2.6.2. Sensing Features and Categorization Levels

Sensing features focus on how each product incorporates real-time data acquisition and monitoring systems. ChatGPT-extracted features that represent the product’s capability to are as follows:

• Collect real-time data: Use of sensors to gather environmental or operational data.
• Monitor conditions: Continuous tracking of energy use, environmental changes, or user behaviors.
• Provide feedback for optimization: How the sensors provide input for system adjustments.

The features were then evaluated using the following levels:

• High (3): Advanced, complex sensing systems with significant real-time data integration crucial for decision making.
• Medium (2): More advanced sensors or real-time data applications beyond simple monitoring.
• Low (1): Basic sensors or data collection methods with limited complexity.

2.6.3. Sustainable Features and Categorization Levels

Sustainable features evaluate the products’ contributions to environmental sustainability and resource efficiency. ChatGPT-extracted features reflect the following:

• Energy efficiency: How the product minimizes energy consumption or uses renewable energy sources.
• Resource management: Efforts to reduce waste and optimize resource use.
• Long-term viability: Technologies that support sustainable urban growth and environmental stewardship.

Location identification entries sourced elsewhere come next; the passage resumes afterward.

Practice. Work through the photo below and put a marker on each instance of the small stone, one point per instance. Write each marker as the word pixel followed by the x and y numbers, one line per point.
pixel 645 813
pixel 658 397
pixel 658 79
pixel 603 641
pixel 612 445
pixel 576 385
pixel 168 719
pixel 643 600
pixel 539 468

Sustainability features were categorized using the following criteria:

• High (3): Technologies that have long-term impact and contribute fundamentally to urban or environmental sustainability, such as renewable energy systems.
• Medium (2): Solutions that provide moderate efficiency or eco-friendliness, such as resource management or energy-saving measures.
• Low (1): Single-component features with limited or minimal impact on sustainability.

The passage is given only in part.